Europa
Luxemburger Fondsbranche warnt vor Paris und dem Versagen der Altersvorsorge
Viele Milliarden Euro schlummern auf europäischen Sparkonten unproduktiv vor sich hin, während die Altersvorsorge bröckelt, beklagt die ALFI. Am Donnerstag hat der Luxemburger Investmentfondsverband seine Ziele, Sorgen und Hoffnungen für das laufende Jahr vor der Presse vorgestellt.

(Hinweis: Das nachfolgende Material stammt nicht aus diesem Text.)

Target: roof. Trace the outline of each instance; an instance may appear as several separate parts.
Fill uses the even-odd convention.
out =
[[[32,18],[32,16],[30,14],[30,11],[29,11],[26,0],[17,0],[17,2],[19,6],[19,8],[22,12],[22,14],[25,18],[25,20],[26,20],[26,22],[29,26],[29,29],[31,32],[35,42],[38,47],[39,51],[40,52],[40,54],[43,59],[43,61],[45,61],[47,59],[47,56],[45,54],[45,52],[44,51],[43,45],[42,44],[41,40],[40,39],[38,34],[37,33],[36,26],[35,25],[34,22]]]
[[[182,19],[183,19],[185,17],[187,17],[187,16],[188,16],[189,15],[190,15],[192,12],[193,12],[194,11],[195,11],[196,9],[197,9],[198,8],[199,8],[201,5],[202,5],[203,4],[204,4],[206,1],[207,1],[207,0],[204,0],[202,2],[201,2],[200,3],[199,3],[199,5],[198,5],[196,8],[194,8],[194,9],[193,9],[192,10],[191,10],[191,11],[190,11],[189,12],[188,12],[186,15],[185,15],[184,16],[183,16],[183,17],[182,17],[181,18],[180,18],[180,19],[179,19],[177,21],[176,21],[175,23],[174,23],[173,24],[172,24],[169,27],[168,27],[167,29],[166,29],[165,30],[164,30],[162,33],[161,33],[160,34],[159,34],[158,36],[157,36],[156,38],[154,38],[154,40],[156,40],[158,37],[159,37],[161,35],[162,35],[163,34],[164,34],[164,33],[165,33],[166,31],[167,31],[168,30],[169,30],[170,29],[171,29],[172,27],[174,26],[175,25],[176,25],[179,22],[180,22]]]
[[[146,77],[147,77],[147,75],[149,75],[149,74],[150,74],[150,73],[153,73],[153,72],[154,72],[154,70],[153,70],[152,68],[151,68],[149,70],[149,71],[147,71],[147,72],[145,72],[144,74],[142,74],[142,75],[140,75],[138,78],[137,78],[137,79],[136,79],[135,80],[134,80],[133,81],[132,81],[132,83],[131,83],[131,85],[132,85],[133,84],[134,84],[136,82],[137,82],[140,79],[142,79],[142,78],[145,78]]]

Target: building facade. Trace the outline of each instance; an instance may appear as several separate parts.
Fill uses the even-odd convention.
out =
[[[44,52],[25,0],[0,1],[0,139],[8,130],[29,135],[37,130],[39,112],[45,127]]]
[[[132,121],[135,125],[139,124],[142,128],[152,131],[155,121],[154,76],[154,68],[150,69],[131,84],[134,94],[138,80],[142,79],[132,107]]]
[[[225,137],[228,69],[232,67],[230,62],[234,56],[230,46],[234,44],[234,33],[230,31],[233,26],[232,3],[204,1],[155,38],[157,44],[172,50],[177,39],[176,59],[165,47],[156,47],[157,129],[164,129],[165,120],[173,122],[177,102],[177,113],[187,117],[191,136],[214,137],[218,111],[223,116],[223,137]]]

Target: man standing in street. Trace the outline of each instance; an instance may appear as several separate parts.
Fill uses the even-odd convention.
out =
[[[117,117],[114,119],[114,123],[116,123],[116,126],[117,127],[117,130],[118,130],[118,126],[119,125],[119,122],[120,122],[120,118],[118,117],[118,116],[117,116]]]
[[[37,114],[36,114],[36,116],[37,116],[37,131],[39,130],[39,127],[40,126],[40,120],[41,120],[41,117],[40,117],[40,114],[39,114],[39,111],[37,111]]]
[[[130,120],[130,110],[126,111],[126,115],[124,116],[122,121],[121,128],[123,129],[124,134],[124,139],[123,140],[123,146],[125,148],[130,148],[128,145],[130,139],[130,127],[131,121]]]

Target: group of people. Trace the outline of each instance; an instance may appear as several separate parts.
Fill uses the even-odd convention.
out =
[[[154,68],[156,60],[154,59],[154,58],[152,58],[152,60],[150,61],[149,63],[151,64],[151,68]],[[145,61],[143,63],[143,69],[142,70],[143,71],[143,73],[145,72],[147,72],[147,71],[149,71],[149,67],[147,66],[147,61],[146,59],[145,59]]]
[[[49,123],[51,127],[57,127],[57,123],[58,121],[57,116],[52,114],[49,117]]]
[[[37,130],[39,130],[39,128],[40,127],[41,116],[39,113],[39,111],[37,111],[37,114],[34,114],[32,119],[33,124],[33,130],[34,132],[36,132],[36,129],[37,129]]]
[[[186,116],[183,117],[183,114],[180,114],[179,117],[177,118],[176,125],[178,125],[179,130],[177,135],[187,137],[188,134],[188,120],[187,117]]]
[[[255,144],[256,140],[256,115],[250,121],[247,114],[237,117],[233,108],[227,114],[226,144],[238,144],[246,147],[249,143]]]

Serge Weyland, CEO der ALFI Foto: Editpress/Hervé Montaigu
„Die Menschen in Europa müssen mehr investieren“, unterstreicht Serge Weyland gleich zu Beginn seiner Rede. In ganz Europa schlafen Milliardenbeträge untätig auf Sparkonten. Diese Gelder fehlen damit zum Investieren in die Wirtschaft, sagt er. Hinzu komme, dass den Menschen dadurch gewaltig Kaufkraft verloren gehe.
Serge Weyland ist CEO der ALFI, des Luxemburger Verbandes der Investmentfondsindustrie. Die im Jahr 1988 gegründete ALFI ist keine kleine Organisation. Sie beschäftigt 40 Angestellte. Finanzieren tut sie sich durch Beiträge ihrer 1.400 Mitglieder. „Wir erhalten kein Geld vom Staat“, hebt Weyland hervor.